The External Operations Pattern

This is the first pattern of the series of Scalding specific patterns. As I mentioned in the introduction, the pattern presentation will follow the structure:

  • Motivation: where I will describe the reason why this pattern might be relevant to you
  • Structure: where I will describe how the code will be structured
  • Sample code: where I will describe a very simple solution implementing the pattern
  • Interactions: where I will present how this pattern is interacting with others

The External Operations Pattern

The code of a the Scalding Job class should not contain complex pipe transformations but delegate to externally-written functions.

Motivation

There are several reasons to adopt this approach. The first one is to follow the KISS principle and reduce the complexity of the code composing the Scalding Job. Extracting the operations in external module (a Trait or Object) is also allowing to respect the DRY principle and extract common operations to be reused by different Jobs. This pattern is also very useful to increase the testability of your code and will constitute the basis of the TDD approach described in the next chapter.

Structure

A Scalding Job is created defining a class extending com.twitter.scalding.Job. The Primary Constructor will contain all the logic to interpret the job arguments and process the job input to generate the desired output. According to this pattern the Job class will contain code to:

  • Parse and Validate the parameters;
  • Create Input Sources and Output Sinks;
  • Compose a set of externally available functions (Transformation Functions) to operate on the Sources in order to generate the data to write on the Sinks

The Transformation Functions are extracted in a module (Trait or Object) external to the job. The same applies to the Schemas definition for the Sources, Sinks and the different Pipes generated using the TFs.

Sample Code

Let’s consider a simple job that is responsible of analysing a series of user events related to web activity in the format timestamp, userId, action, actionData and extract statistics about the number of sessions per users, their average duration and the average number of actions per session. The definition of a session is given splitting user actions in cluster of actions closer than a time threshold.
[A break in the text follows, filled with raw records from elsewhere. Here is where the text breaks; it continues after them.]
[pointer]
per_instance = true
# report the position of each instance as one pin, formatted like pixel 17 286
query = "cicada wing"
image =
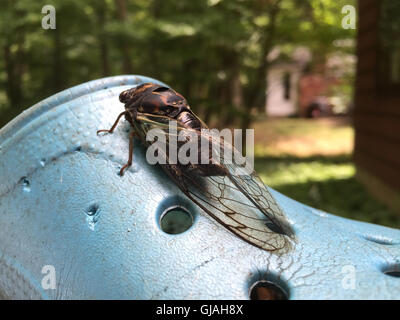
pixel 241 203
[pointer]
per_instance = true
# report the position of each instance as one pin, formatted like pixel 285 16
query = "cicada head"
pixel 154 99
pixel 131 95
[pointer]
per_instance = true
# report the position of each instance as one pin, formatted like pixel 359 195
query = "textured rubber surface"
pixel 62 203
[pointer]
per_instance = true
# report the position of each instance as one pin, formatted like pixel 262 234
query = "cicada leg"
pixel 129 163
pixel 114 125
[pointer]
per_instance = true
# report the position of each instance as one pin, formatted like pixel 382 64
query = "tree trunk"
pixel 125 50
pixel 102 38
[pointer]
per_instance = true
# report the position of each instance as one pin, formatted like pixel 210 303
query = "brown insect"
pixel 236 199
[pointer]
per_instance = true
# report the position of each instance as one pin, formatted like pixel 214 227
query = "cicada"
pixel 238 200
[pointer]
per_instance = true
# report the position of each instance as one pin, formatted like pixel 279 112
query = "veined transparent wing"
pixel 232 195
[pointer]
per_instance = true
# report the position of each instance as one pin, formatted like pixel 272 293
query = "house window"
pixel 286 86
pixel 389 54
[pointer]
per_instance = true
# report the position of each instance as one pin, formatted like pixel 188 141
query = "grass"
pixel 310 161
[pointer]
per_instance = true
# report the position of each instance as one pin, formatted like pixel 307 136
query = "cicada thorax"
pixel 153 99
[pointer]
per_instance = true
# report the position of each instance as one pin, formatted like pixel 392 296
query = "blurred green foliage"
pixel 293 162
pixel 213 51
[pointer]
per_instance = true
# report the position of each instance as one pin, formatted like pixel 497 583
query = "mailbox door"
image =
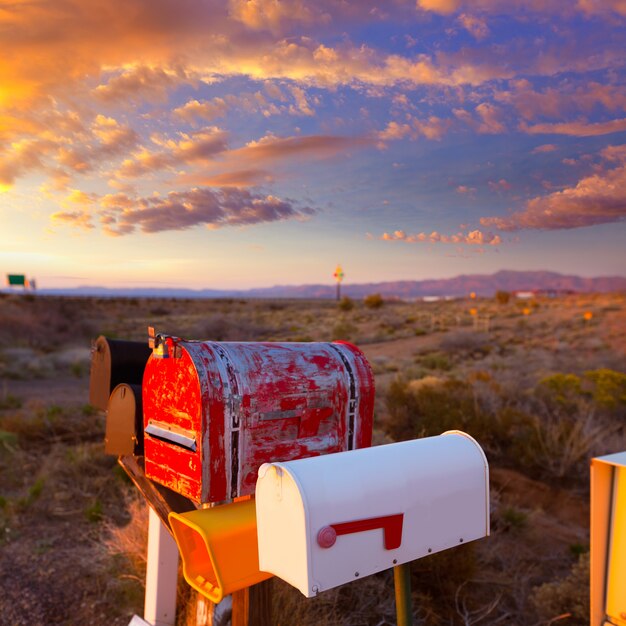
pixel 215 411
pixel 175 432
pixel 124 421
pixel 368 510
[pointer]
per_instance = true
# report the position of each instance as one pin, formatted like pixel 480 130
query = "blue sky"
pixel 259 142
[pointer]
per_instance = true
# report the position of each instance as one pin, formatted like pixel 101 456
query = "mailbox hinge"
pixel 233 408
pixel 353 400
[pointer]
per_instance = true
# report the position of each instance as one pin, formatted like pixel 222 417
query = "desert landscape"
pixel 540 383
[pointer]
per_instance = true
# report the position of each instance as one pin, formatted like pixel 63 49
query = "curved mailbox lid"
pixel 436 489
pixel 215 411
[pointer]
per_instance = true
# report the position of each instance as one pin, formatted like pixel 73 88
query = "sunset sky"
pixel 251 143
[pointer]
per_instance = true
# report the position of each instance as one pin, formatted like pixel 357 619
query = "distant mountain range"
pixel 481 284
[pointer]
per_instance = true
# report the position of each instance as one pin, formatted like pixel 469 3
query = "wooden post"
pixel 161 574
pixel 253 606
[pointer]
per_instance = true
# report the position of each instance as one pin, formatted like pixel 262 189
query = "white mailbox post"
pixel 324 521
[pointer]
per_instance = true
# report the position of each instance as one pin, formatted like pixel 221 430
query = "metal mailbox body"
pixel 215 411
pixel 322 522
pixel 114 362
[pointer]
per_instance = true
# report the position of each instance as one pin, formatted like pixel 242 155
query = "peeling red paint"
pixel 250 403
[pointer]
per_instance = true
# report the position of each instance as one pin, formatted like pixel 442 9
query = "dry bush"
pixel 567 597
pixel 373 301
pixel 131 540
pixel 346 304
pixel 518 432
pixel 464 342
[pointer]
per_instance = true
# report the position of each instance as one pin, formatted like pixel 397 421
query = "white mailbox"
pixel 324 521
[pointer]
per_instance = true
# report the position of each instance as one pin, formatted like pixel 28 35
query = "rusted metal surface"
pixel 243 404
pixel 162 500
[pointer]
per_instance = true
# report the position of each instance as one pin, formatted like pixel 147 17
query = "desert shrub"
pixel 560 392
pixel 465 342
pixel 428 410
pixel 609 388
pixel 343 330
pixel 373 301
pixel 502 297
pixel 566 596
pixel 435 361
pixel 346 304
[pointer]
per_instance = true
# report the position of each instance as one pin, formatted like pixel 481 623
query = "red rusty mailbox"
pixel 216 411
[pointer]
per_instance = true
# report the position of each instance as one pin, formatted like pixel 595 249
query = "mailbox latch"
pixel 163 346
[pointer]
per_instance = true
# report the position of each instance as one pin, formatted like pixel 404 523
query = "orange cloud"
pixel 199 147
pixel 121 214
pixel 237 178
pixel 596 199
pixel 433 128
pixel 590 7
pixel 546 147
pixel 473 238
pixel 577 129
pixel 314 146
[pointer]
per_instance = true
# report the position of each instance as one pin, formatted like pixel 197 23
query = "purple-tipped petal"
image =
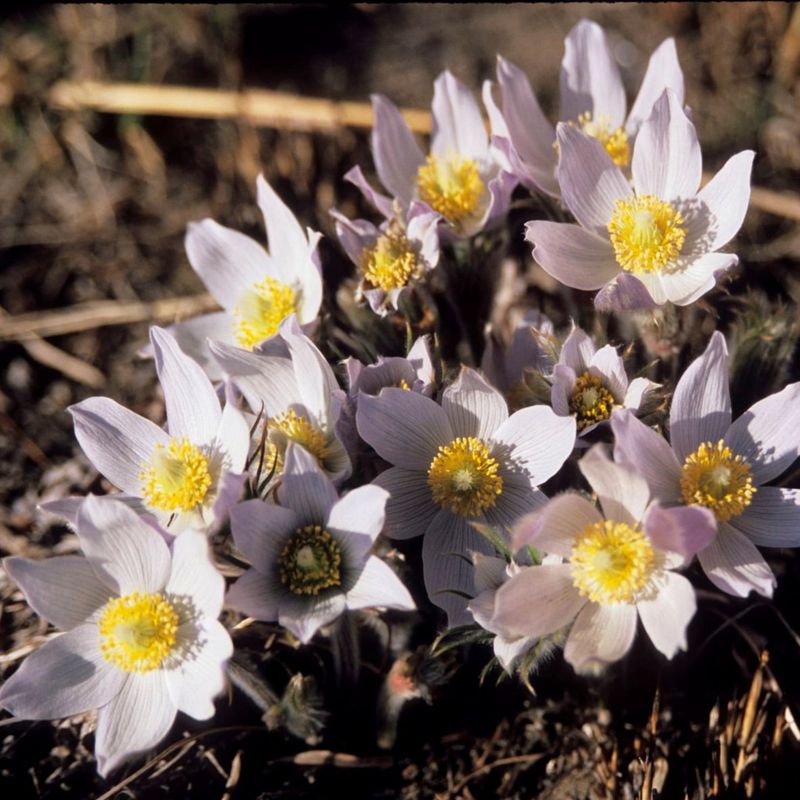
pixel 701 406
pixel 576 257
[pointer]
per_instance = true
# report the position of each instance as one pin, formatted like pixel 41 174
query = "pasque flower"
pixel 618 567
pixel 142 639
pixel 653 241
pixel 311 553
pixel 723 466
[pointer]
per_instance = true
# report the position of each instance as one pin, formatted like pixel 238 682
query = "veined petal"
pixel 118 442
pixel 701 405
pixel 600 635
pixel 135 720
pixel 576 257
pixel 66 676
pixel 64 590
pixel 768 434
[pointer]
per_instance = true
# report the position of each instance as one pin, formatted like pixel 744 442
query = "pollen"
pixel 590 401
pixel 611 562
pixel 260 311
pixel 615 140
pixel 391 262
pixel 717 479
pixel 176 477
pixel 647 234
pixel 137 631
pixel 310 561
pixel 463 477
pixel 452 186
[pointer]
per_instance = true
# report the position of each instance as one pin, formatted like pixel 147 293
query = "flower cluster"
pixel 296 485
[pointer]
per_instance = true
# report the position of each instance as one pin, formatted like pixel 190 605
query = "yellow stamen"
pixel 611 562
pixel 463 476
pixel 391 262
pixel 137 631
pixel 310 561
pixel 717 479
pixel 261 310
pixel 452 186
pixel 647 234
pixel 590 401
pixel 176 478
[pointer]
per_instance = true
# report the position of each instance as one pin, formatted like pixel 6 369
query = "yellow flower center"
pixel 717 479
pixel 611 562
pixel 261 310
pixel 646 233
pixel 452 186
pixel 176 478
pixel 614 140
pixel 137 631
pixel 463 476
pixel 390 263
pixel 310 561
pixel 590 401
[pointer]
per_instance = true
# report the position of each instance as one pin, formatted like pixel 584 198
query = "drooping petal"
pixel 640 447
pixel 734 565
pixel 66 676
pixel 701 406
pixel 228 262
pixel 590 79
pixel 193 408
pixel 768 434
pixel 64 590
pixel 378 586
pixel 591 183
pixel 447 568
pixel 410 508
pixel 138 718
pixel 124 550
pixel 772 519
pixel 118 442
pixel 666 158
pixel 600 635
pixel 405 428
pixel 200 677
pixel 395 151
pixel 537 601
pixel 666 615
pixel 576 257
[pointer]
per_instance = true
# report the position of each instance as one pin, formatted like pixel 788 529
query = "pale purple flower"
pixel 723 465
pixel 457 463
pixel 142 639
pixel 311 554
pixel 653 241
pixel 458 179
pixel 291 385
pixel 187 476
pixel 618 568
pixel 256 289
pixel 592 100
pixel 591 383
pixel 392 257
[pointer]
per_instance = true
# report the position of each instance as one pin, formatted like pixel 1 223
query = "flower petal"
pixel 138 718
pixel 666 615
pixel 768 434
pixel 118 442
pixel 733 564
pixel 64 590
pixel 66 676
pixel 576 257
pixel 701 405
pixel 600 636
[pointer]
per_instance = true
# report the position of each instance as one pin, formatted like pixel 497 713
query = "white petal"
pixel 138 718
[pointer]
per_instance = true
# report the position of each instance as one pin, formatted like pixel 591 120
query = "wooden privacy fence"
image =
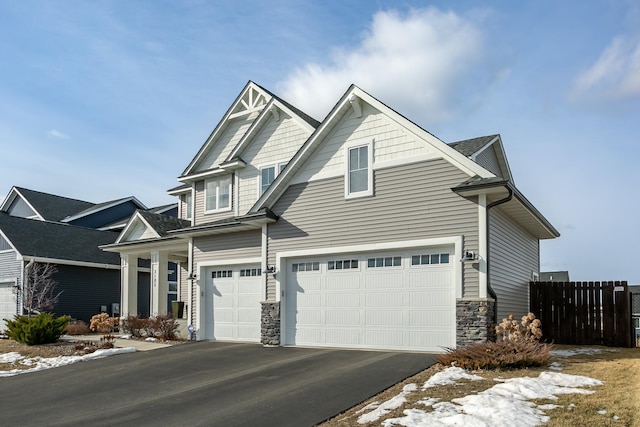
pixel 583 313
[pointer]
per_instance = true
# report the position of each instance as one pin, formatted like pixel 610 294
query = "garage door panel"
pixel 342 300
pixel 383 280
pixel 382 338
pixel 384 317
pixel 344 318
pixel 342 337
pixel 338 281
pixel 383 299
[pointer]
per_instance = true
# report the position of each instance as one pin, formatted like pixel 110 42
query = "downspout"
pixel 490 290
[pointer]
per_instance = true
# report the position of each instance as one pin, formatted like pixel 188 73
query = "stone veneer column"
pixel 474 321
pixel 270 331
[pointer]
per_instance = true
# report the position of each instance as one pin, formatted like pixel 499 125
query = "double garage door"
pixel 233 296
pixel 397 300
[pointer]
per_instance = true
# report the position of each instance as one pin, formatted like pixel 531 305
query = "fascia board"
pixel 4 236
pixel 72 262
pixel 221 125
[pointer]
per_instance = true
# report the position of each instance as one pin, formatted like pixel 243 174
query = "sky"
pixel 107 99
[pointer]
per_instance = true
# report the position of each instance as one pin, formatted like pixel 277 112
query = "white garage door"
pixel 398 300
pixel 233 303
pixel 7 303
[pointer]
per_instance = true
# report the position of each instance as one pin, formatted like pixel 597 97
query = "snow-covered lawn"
pixel 40 363
pixel 508 403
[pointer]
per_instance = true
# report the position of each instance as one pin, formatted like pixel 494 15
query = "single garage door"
pixel 392 300
pixel 7 303
pixel 233 297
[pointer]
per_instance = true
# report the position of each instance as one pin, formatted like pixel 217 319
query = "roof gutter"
pixel 490 290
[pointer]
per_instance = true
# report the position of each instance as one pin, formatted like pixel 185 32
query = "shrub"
pixel 528 329
pixel 163 327
pixel 77 327
pixel 134 325
pixel 41 329
pixel 103 323
pixel 498 355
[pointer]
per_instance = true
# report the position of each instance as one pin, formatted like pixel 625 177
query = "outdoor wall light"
pixel 469 256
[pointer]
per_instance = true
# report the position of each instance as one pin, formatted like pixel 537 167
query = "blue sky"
pixel 101 100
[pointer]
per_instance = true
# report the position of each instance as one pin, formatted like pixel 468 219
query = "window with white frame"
pixel 217 194
pixel 269 173
pixel 359 173
pixel 187 205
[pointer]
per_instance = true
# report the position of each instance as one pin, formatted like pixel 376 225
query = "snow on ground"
pixel 40 363
pixel 505 404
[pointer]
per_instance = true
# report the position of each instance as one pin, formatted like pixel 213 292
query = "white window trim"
pixel 276 169
pixel 369 191
pixel 226 208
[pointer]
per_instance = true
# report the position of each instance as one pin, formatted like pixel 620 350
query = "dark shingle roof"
pixel 469 147
pixel 58 241
pixel 162 224
pixel 52 207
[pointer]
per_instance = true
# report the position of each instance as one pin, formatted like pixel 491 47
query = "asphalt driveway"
pixel 206 384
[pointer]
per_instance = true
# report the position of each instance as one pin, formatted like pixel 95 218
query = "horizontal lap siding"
pixel 513 257
pixel 246 244
pixel 411 202
pixel 10 267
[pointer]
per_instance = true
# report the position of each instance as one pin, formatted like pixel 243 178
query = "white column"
pixel 482 245
pixel 159 283
pixel 129 285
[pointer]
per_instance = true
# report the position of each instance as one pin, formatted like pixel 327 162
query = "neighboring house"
pixel 46 228
pixel 554 276
pixel 363 231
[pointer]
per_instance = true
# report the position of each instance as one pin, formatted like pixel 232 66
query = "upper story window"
pixel 187 200
pixel 217 194
pixel 359 173
pixel 268 174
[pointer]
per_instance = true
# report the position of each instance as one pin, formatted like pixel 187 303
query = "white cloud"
pixel 53 133
pixel 615 75
pixel 415 62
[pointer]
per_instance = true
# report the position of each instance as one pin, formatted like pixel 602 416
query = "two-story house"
pixel 362 231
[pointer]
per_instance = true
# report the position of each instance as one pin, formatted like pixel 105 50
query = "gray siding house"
pixel 46 228
pixel 362 231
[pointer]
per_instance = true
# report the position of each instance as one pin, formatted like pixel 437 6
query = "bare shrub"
pixel 77 327
pixel 498 355
pixel 103 323
pixel 528 329
pixel 135 326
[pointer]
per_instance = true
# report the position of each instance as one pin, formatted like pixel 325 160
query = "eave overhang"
pixel 241 223
pixel 518 208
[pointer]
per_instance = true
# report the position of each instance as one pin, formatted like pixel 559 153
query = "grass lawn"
pixel 618 369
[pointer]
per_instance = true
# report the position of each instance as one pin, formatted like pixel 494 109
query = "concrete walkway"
pixel 138 344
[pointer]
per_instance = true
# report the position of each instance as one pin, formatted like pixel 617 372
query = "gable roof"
pixel 256 98
pixel 352 99
pixel 103 206
pixel 57 242
pixel 474 147
pixel 47 207
pixel 271 109
pixel 157 224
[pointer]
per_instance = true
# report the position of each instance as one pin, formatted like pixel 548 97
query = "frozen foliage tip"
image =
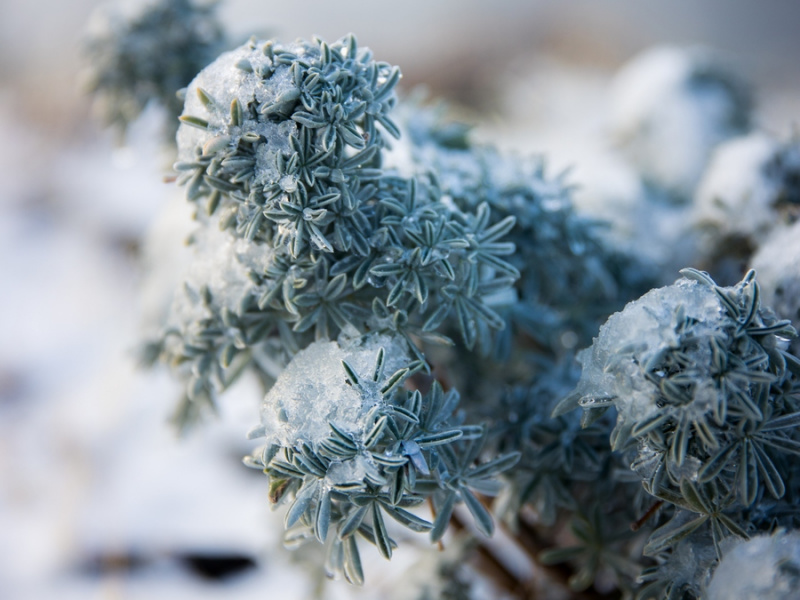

A very simple implementation of this logic will be as follow:


import com.twitter.scalding._

trait IdGenerator[T] {
  type IdType = T

  def first: T
  def next(current: T): T
}

class NoExternalOperationsJob(args: Args) extends Job(args) {

  val events = List(
    (1000, "1", "get", "session1_event1"),
    (1010, "1", "click", "session1_event2"),
    (1020, "1", "click", "session1_event3"),
    (1030, "1", "put", "session1_event4"),

    (1100, "2", "get", "session1_event1"),
    (1110, "2", "click", "session1_event2"),
    (1160, "2", "put", "session1_event3"),

    (1200, "1", "get", "session2_event1"),
    (1210, "1", "click", "session2_event2"),
    (1260, "1", "put", "session2_event3")
  )

  val simpleIdGenerator =  new IdGenerator[Long] {
    override def first: Long = 0l

    override def next(current: Long): Long = current + 1
  }

  val SESSION_THREASHOLD = 100l

  // Actions: enter, click, drag
  IterableSource(events, List('timestamp, 'userId, 'action, 'actionData)).read
    .insert('tempPreviousEventTime, 0l)
    .groupBy('userId) { group =>
      group
        .sortBy('timestamp)
        .scanLeft( ('timestamp,'tempPreviousEventTime) -> ('tempTimestamp, 'timeSincePrevious) )( (0l, 0l) ) { (accumulator: (Long, Long), current: (Long, Long)) =>
          val previousEventTimestamp = accumulator._1
          val currentEventTimestamp = current._1

          val duration = if(previousEventTimestamp != 0l) (currentEventTimestamp - previousEventTimestamp) else -1l

          (currentEventTimestamp, duration)
        }
    }
    .discard('tempPreviousEventTime)
    .discard('tempTimestamp)
    .filter('timestamp) { timestamp: Long => timestamp > 0 }
    .groupBy('userId) { group =>
        group
          .sortBy('timestamp)
          .scanLeft('timeSincePrevious -> 'sessionId) (simpleIdGenerator.first) { (currSessionId: simpleIdGenerator.IdType, timeSincePrevious: Long) =>
            if(timeSincePrevious > SESSION_THREASHOLD)
              simpleIdGenerator.next(currSessionId)
            else
              currSessionId
          }
    }
    .filter('timestamp) { timestamp: Long => timestamp > 0 }
    .discard('timeSincePrevious)
    .debug
    .groupBy('userId, 'sessionId) { group =>
      group
        .sortBy('timestamp)
        .size('actionsPerSession)
        .toList[Long]('timestamp -> 'sessionTimes)
    }
    .map('sessionTimes -> 'sessionLenght) { sessionTimes: List[Long] =>
      sessionTimes.last - sessionTimes.head
    }
    .discard('sessionTimes)
    .debug
    .groupBy('userId) { group =>
      group
        .size('sessionsPerUser)
        .average('sessionLenght -> 'avgSessionLenght)
        .average('actionsPerSession -> 'avgactionsPerSession )
    }
    .debug
    .write(Csv("output.csv"))
}

 

The code shown above is doing the job but is quite difficult to read and doesn’t allow to test every step in isolation. I added some prints in some relevant points to show how the data is transformed during the pipeline.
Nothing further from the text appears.